Dobbiamo resistere, se si entra a scuola non possono toccarci, non è ancora prevista la parte esecutiva della limitazione all’accesso a scuola. Non hanno dunque strumenti per cacciare i bambini da scuola. Anche se chiamano i carabinieri non possono fare nulla. Al massimo i carabinieri si presentano, ma invitano al confronto tra genitori e comune. Confronto a cui dobbiamo essere aperti…ma i bimbi rimangono a scuola.

Si devono organizzare presidi nelle scuole per sostenere le famiglie che non hanno appoggio dalla scuola.

3) Limitazione accesso alla scuola dell’obbligo

SCRIVERE ALLE ASL PER CHIEDERE:
  • informazioni e risposte
  • che tipo di vaccinazioni
  • quali le modalità di somministrazione
  • quali i rischi
  • quali le possibili reazioni avverse
  • test prevaccinati (genetici, immunitario, allergologiche)
  • qual’è l’incidenza delle malattie per cui si vaccina
OBIEZIONE ATTIVA

(Da fare dopo che l’ASL di competenza ci chiama a colloquio)

  • NO FUGA
  • NO SILENZIO
  • NO CERTIFICATO COMPIACENTE

Quindi le azioni da compiere sono:

  1. raccogliere un grande numero di raccomandate A/R inviate ad ASL e sindaco
  2. partecipazione ai colloqui
  3. Dissenso informato (non firmato o modificato come da indicazioni Comilva)

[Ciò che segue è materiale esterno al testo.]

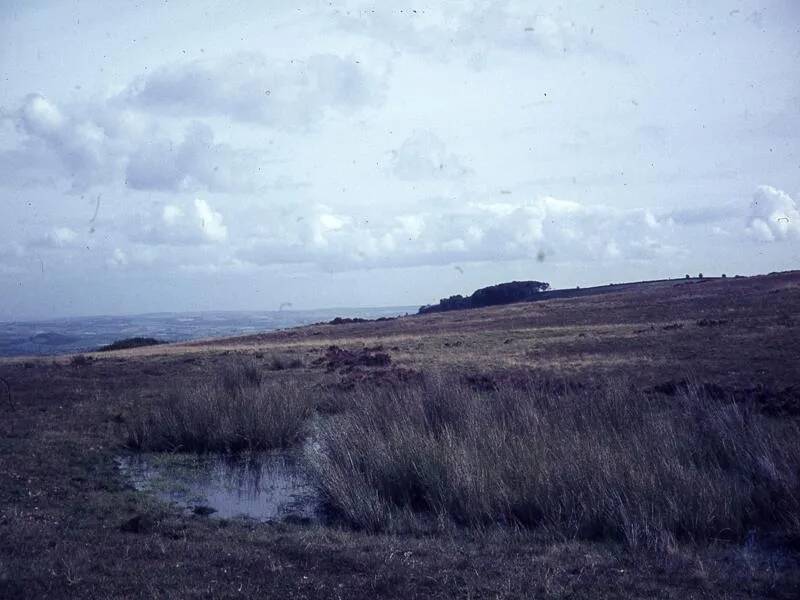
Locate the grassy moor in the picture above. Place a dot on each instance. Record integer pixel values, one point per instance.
(638, 440)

Se il sindaco non è dalla nostra parte e non è disposto a venirci incontro con eventuali ordinanze che impediscano l’applicazione della legge ( ci riferiamo all’esclusione dalla scuola) o con delibere di giunta, a quel punto è necessario il ricorso, da fare preferibilmente al giudice civile- giudice di pace (più vicino al cittadino, spesso si tratta di mamme) e non al TAR (basta un ricorso che va male per creare precedenti).

DA NON FARE:

  • Pagare sanzioni perché equivale ad una ammissione di colpa (e in caso di pagamento ASL può fare segnalazione al tribunale dei minori)
  • Ritirare i bambini da scuola

IMPORTANTE:

Le ASL non sono tenute a inviare comunicazioni con raccomandata, queste vengono fatte con posta ordinaria e sono ritenute valide. La sola raccomandata prevista è la comunicazione dell’esclusione da scuola.